Flow Ingest

The goal of this pipeline is to update a parquet file with flow data from the French grid.

This is the ingest step:

The flow data is available from 2014-12-16, onwards. However, given that the generation data are available starting 2017-01-01, we’ll use that as a start date.

import os
import dvc.api
from datetime import datetime, timedelta
from zoneinfo import ZoneInfo
import requests
import json
import functools, itertools
import polars as pl
from pyprojroot.here import here

Let’s determine the start_date and the end_date for the request:

Dates are expressed as midnight, Paris time.

The timezone is a parameter that we share among multiple files in each of the pipelines. so we read a parameter:

params = dvc.api.params_show("dvc-params.yaml")

The timezone is a parameter that we share among multiple files in each of the pipelines. so we read a parameter:

To get the pipeline started, we read the published metadata, which contains the most-recent valid date. Note that although we are reading from this file, we not declare it a dependency in dvc.yaml.

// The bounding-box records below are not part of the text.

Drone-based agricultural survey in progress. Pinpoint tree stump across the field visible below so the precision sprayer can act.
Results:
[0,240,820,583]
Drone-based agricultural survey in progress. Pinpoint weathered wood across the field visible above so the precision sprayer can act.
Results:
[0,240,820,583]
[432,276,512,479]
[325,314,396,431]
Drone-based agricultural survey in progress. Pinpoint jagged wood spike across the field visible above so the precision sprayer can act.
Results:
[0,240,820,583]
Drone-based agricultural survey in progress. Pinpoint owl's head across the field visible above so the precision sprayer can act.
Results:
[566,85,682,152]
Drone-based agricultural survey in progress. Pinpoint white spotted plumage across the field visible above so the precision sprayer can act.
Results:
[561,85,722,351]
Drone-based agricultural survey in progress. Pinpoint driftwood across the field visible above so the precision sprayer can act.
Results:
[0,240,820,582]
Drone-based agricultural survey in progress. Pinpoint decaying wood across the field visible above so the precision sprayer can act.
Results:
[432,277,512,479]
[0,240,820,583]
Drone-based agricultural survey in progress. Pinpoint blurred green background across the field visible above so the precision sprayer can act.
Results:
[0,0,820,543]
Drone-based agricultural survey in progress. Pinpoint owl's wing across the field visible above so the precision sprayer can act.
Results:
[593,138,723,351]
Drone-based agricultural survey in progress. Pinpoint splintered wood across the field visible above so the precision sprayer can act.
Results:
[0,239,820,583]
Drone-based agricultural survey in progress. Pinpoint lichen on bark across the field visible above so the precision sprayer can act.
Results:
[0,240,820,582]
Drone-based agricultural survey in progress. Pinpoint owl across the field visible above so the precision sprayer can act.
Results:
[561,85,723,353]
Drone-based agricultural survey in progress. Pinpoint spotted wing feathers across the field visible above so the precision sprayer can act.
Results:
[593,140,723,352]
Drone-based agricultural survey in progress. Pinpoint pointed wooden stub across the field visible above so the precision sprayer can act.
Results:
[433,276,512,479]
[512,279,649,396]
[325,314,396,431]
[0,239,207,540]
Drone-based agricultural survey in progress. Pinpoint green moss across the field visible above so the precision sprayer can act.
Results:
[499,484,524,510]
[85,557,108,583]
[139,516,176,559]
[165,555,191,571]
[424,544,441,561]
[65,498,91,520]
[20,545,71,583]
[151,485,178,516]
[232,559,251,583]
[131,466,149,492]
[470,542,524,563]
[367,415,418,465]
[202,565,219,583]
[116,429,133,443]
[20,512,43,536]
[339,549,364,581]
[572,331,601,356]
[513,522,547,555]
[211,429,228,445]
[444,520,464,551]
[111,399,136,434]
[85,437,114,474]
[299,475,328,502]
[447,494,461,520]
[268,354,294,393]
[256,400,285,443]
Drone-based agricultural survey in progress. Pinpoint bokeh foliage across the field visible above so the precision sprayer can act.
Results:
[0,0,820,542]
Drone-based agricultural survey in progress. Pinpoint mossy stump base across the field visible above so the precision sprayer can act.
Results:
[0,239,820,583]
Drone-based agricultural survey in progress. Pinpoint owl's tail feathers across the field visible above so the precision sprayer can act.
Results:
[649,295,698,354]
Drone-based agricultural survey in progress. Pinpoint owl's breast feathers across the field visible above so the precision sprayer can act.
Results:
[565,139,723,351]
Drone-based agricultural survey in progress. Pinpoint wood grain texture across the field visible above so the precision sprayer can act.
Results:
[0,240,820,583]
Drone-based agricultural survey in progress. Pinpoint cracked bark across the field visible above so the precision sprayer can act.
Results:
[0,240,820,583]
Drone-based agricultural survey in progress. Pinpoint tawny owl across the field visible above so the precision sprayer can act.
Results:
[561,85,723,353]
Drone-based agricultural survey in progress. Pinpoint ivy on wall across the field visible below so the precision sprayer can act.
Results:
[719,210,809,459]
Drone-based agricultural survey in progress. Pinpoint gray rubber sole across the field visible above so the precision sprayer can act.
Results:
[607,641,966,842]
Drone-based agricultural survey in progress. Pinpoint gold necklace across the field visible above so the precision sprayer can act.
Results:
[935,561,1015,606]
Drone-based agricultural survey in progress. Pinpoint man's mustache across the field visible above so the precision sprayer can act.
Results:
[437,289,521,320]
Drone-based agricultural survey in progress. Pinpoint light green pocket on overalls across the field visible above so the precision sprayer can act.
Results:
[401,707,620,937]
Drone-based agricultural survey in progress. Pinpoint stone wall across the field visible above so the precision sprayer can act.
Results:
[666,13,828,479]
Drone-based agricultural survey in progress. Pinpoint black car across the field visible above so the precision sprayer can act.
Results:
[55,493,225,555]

This is because to declare this file would be to create a circular dependency, which DVC would refuse to accept.

tz_local = ZoneInfo(params["tz_local"])

# not including this as a DVC dependency, as this would make things "circular"
file_transform_meta = here("data/99-publish/flow-meta.json")

# if file exists, get most-recent date
date_end_previous = None
if os.path.isfile(file_transform_meta):
    with open(file_transform_meta, "r") as file:
        meta = json.load(file)
        date_end_previous = datetime.fromisoformat(meta.get("interval_end")).astimezone(
            tz_local
        )

Let’s also get the current date (start of today, Paris time):

date_today = datetime.now(tz_local).replace(hour=0, minute=0, second=0, microsecond=0)

We now have enough information to determine the start and end dates for the API call:

# timedelta() seems to use periods rather than intervals;
# i.e., it takes DST into account and returns same wall-clock time.

date_start = datetime(2017, 1, 1, tzinfo=tz_local)
if date_end_previous is not None:
    date_start = date_end_previous

date_end = date_start + timedelta(days=14)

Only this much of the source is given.